Prohibition des jeux de hasard en ligne – 21/09/2006

21 septembre 2006

L’arrestation spectaculaire des dirigeants de Bwin, site de paris sportifs autrichien, lors de la présentation à la presse d’un partenariat avec un célèbre club de football, relance le débat autour des jeux d’argent en ligne.
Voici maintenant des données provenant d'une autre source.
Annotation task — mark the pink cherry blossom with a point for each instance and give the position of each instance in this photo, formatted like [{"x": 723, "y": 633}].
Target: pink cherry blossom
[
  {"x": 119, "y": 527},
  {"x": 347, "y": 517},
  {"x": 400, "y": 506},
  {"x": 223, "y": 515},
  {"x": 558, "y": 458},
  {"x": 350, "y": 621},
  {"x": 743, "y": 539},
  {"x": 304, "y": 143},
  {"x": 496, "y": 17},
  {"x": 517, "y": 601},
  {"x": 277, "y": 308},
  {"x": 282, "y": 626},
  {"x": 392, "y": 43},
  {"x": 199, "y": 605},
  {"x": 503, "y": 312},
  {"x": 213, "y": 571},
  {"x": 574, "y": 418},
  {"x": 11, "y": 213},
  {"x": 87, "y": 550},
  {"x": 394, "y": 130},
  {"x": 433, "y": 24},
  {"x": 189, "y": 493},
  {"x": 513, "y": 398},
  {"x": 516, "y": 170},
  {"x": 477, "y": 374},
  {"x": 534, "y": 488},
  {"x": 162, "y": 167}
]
Par principe, la loi du 12 juillet 1983 prohibe les jeux de hasard car ceux-ci relèvent du monopole de l’Etat. Et si aucun texte ne vient régir spécifiquement les jeux de hasard en ligne, il est fait application pour ces dernières des textes règlementant les jeux de hasard non virtuels.

Seules deux sociétés peuvent organiser des jeux de hasard en ligne ou hors ligne en France à savoir la Française de jeux et le PMU. C’est d’ailleurs suite à leur plainte contre X que l’arrestation des deux dirigeants de Bwin a eu lieu. Ce type d’action n’est pas une première (CA Paris du 14/06/06 PMU contre ZETURF ldt, voir le commentaire de la décision dans notre rubrique jurisprudence), mais les poursuites sont assez rares en pratique.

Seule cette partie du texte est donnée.